Vietnam was admitted to the World Trade Organisation (WTO) in January 2007. With this, many existing restrictions on several sensitive products, including petrochemicals, are likely to be removed. The country will also benefit from the removal of the textile quotas under the WTO. Several projects for the production of polyethylene (PE), polypropylene (PP) and polystyrene (PS) are either in the planning stage or presently under way. Leading players in the petrochemicals industry include Vietnam Oil and Gas Corporation (PetroVietnam), Vietnam Chemical (Vinachem) and Malaysia-based Petronas.

Company Developments

In 2006, the Vietnamese government had announced investment plans to the tune of US$6.8bn for the development of the petrochemicals industry.
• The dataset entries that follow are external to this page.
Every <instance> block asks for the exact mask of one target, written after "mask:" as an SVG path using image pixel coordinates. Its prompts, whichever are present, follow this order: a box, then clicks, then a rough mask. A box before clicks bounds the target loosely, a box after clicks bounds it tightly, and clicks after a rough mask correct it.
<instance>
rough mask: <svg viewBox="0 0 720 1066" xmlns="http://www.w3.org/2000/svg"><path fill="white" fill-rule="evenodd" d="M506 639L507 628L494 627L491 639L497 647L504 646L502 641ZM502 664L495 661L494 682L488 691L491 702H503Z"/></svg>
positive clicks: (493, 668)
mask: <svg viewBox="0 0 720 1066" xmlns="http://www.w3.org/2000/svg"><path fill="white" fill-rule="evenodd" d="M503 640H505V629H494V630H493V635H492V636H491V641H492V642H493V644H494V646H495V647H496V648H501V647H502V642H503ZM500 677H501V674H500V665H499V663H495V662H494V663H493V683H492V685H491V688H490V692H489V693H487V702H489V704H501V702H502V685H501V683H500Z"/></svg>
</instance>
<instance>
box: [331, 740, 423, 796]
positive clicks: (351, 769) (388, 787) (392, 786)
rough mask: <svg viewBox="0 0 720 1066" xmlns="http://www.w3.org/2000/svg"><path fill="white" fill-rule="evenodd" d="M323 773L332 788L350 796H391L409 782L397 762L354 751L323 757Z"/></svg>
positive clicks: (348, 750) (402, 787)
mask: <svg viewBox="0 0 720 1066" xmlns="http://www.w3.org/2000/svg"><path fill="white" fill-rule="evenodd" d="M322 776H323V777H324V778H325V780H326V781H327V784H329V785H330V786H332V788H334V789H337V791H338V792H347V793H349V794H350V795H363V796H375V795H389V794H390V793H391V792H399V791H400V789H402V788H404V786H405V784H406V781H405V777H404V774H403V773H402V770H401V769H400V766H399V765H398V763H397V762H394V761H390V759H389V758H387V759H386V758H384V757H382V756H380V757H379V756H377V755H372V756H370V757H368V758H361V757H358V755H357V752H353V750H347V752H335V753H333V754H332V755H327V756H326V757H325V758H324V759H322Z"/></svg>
In August 2007, Singapore-based SP Chemicals received in-principle approval to build infrastructure for the Hoa Tam Petrochemical Industrial Zone and an oil refinery in the southern province of Phu Yen. SP Chemicals intends to invest a total of US$11bn along with its partners for developing the two projects. In August 2007, Taiwan-based Formosa Plastics Group (FPG) announced that it will increase its investments by US$488mn to launch a second-stage expansion project in Vietnam. In April 2007, PetroVietnam and partner Japanese company Idemitsu were allowed to speed up the work on the Nghi Son refinery and petrochemicals industrial complex project. In March 2007, Malaysia’s leading formalin and industrial adhesive resin producer Sepangar Chemical announced plans to build its first facility in Vietnam in the petrochemicals area of Haiphong’s Dinh Vu industrial zone. In January 2007, PetroVietnam received a licence to build a PP facility in the Dung Quat Economic Zone.

Foreign Direct Investment

According to the Ministry of Planning and Investment, in Q107, Vietnam attracted more than US$2.5bn in foreign direct investment (FDI), an increase of 22% y-o-y. The Republic of Korea emerged as the largest investor in Vietnam in Q107 with a total registered capital of US$486mn, followed by Singapore at US$476mn. Vietnam has raised its FDI target for 2006-10 to US$55bn, with focus on hi-tech industries. In 2006, it received US$10.2bn in foreign investment, far above the original target of US$6.5bn set by the government.